Okay, this is going to be a good one ! I was not only told but I also researched it online, and that is if you disengage your traction control before you start driving, it actually will give more take off power, along with power in general, and, it will actually make your brakes last longer, like pads, etc. IS THIS A MYTH OR IS IT A FACT? I would love to get some feedback on this. I have done the above with my Enclave and notice a HUGE difference in power…

My 4wd, awd or whatever you want to call it only kicks in as needed, so my car no difference under normal driving conditions. Do not know your car.

Traction control will apply the brakes to the slipping wheel supposedly, so yeah it is using the brakes. Like I said though, in snow I disengage it and it helps keep the car going straight. Maybe it’s the car or an abs fault, but it will drive the car to the side of the road. I wish I would have realized it a few years ago. Friday the 13th, stayed too late and a huge storm. 7 miles to the plowed interstate and every time I’d hit the gas a little too much, it would drive me to the side of the road. I’ve got no time for it but I’ve been driving for 60 years without all these modern features.

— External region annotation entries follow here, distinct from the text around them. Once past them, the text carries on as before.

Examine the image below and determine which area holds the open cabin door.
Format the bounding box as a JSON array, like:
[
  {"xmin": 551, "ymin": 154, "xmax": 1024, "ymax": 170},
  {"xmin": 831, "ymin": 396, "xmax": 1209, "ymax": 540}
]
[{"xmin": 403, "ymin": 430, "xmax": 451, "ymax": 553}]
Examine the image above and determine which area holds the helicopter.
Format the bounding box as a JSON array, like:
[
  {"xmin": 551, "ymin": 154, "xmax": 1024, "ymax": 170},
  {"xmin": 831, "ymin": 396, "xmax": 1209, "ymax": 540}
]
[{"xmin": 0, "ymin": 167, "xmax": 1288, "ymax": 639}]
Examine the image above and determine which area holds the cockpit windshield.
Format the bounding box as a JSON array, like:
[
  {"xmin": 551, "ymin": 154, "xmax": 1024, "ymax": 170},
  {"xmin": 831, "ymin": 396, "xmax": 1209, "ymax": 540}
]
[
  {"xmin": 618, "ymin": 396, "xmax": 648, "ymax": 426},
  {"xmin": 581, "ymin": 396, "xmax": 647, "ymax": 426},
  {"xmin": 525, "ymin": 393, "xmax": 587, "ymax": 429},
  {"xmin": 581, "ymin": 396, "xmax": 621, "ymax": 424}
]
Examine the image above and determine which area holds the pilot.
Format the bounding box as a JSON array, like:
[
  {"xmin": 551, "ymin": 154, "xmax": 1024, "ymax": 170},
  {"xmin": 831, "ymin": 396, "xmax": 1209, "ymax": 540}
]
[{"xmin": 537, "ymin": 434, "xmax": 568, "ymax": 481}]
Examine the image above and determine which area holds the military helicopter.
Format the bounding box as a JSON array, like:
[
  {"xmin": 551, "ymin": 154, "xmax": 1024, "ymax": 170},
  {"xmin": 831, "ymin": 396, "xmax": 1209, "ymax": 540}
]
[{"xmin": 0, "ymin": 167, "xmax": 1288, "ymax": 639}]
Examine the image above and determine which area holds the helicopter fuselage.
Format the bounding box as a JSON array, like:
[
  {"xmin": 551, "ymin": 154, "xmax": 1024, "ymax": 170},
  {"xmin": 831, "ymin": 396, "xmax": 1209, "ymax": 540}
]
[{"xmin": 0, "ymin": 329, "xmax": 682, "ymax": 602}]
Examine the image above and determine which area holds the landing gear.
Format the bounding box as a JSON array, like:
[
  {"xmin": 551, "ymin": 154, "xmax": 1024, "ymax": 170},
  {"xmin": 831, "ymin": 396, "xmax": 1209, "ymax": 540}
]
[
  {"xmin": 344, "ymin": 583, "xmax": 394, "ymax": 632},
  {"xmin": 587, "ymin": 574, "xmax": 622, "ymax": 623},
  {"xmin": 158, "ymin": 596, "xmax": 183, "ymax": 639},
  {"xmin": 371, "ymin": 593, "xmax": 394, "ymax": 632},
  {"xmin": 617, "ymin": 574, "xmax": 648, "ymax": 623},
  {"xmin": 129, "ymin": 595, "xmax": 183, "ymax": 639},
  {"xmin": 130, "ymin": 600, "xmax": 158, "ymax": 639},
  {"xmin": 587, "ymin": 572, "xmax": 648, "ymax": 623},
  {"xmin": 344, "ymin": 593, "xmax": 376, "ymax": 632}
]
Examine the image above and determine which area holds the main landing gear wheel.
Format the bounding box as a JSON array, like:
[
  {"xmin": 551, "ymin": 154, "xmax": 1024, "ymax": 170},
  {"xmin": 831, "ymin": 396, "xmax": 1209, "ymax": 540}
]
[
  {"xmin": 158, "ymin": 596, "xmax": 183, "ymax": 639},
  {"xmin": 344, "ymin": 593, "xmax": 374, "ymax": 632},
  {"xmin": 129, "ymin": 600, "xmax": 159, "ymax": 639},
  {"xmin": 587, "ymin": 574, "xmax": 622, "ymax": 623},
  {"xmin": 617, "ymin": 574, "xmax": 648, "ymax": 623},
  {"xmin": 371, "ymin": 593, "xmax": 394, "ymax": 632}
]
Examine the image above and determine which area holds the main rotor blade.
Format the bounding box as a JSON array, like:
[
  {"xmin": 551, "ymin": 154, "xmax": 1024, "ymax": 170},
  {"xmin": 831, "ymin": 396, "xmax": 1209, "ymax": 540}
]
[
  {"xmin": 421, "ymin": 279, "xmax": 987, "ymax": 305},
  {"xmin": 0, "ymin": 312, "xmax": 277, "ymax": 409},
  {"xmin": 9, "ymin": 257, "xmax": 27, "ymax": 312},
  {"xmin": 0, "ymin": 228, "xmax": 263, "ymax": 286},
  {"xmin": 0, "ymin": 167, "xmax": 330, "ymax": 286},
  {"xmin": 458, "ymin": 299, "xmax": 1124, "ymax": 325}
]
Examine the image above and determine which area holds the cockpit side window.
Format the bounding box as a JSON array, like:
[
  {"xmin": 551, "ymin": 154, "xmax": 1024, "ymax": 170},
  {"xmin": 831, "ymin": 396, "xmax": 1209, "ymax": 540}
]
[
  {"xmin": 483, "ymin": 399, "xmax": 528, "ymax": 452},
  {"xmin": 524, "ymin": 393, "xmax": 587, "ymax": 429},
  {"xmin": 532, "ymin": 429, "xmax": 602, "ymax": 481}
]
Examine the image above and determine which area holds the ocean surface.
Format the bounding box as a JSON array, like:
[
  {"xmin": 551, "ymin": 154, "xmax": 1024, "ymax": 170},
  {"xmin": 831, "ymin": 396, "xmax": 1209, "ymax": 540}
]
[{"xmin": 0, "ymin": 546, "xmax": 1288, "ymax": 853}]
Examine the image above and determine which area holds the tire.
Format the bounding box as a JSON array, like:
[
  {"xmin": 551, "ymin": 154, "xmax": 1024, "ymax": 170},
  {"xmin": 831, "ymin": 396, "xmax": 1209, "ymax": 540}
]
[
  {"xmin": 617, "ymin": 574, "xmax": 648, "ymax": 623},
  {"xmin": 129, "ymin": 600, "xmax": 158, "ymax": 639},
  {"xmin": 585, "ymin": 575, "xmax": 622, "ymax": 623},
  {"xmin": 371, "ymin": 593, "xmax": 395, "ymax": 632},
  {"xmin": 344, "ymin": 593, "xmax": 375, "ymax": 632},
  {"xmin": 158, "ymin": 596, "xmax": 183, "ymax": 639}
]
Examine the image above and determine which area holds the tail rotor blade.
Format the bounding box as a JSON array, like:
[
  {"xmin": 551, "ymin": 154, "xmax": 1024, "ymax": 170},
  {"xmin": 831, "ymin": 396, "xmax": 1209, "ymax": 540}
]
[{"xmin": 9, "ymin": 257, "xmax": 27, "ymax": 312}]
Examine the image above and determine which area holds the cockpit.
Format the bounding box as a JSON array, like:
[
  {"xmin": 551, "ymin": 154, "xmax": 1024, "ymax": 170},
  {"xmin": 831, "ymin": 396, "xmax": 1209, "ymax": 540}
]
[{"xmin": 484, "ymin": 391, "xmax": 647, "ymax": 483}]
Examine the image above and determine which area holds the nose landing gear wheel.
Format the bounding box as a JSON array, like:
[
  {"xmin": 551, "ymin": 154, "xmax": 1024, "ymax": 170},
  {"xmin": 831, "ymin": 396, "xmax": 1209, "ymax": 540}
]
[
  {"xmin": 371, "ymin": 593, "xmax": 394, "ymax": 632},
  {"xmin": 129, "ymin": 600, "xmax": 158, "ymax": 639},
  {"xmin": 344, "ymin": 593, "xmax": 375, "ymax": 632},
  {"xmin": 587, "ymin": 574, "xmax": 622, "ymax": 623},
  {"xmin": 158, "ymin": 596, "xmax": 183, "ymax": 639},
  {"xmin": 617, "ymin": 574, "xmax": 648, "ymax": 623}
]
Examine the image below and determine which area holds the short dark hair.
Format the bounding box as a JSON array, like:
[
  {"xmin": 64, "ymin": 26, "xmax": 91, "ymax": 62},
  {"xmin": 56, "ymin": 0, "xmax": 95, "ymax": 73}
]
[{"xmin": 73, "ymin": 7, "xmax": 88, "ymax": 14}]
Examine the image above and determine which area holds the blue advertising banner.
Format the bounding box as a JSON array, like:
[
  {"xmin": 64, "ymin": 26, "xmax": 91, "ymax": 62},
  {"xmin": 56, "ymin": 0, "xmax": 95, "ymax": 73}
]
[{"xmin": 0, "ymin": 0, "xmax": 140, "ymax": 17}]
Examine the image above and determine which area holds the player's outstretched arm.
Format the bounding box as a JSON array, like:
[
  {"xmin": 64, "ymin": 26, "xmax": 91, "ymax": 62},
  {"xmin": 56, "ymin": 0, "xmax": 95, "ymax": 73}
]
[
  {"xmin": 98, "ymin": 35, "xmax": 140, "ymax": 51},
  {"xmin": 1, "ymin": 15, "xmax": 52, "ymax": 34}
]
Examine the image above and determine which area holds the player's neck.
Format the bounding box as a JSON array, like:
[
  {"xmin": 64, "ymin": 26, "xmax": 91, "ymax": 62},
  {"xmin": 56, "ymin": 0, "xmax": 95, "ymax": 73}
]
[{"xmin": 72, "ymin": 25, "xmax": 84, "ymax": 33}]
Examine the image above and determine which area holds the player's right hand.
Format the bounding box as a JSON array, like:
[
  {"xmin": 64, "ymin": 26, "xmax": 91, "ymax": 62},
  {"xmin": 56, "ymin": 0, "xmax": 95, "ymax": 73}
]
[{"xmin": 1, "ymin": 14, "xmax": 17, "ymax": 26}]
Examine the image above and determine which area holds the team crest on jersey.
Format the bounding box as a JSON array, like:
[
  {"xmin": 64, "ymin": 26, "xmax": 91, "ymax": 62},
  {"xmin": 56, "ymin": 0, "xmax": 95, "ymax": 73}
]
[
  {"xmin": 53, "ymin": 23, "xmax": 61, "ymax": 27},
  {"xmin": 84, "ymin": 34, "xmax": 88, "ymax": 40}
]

It is a myth. It is only a perception on the part of the driver, not a fact.

Generally traction control reduces engine power so that the tires don’t spin. Some traction controls apply one brake or the other so that open differentials so that one wheel on a slipppery surface does not spin up when the other tire has traction.

Now some of these systems are tunec very conservatively and engage traction control early. Likely the case in a Buick. A Mustang will be far less conservative and allows lots of wheelspin.

Tires and traction are the point. If you don’t overpower the tires, there is no need for traction control to even engage… so power is maintained and brakes are saved. If you constantly engage traction control… either apply less throttle or get better tires.

4 Likes

I seriously doubt this. Please give us your 0-60 times with and without traction control.

1 Like

Me thinks Skip is confusing track performance with everyday driving .
Huge difference - doubtful - placebo effect ?

2 Likes

Your engine only produces X amount of power, turning trac off does not magically make the engine more powerful, what it does is allows you to use the power that was already there, but if you overpower the tires it doesn’t help your 60’ times…

So what you are probably feeling is the difference between reduced power (feels like it is bogging, lower rpm less power with trac on) and the tires spinning just enough to get the engine in the upper rpm range which is were the engine is giving you the feeling of more power…

1 Like

We had 10” snow and kid could not get uphill. The TC basically kept motor at idle since it was icy and deep snow. Car has a TC button and I never told her to push it and smoke the tires. Took her 10 min to go 200’. She was annoyed.
Oh yea, that was the Camry with absolute worse crap Oem tires.

The OP is talking about everyday driving, not a low-traction situation, so I’m afraid this really isn’t relevant to the discussion.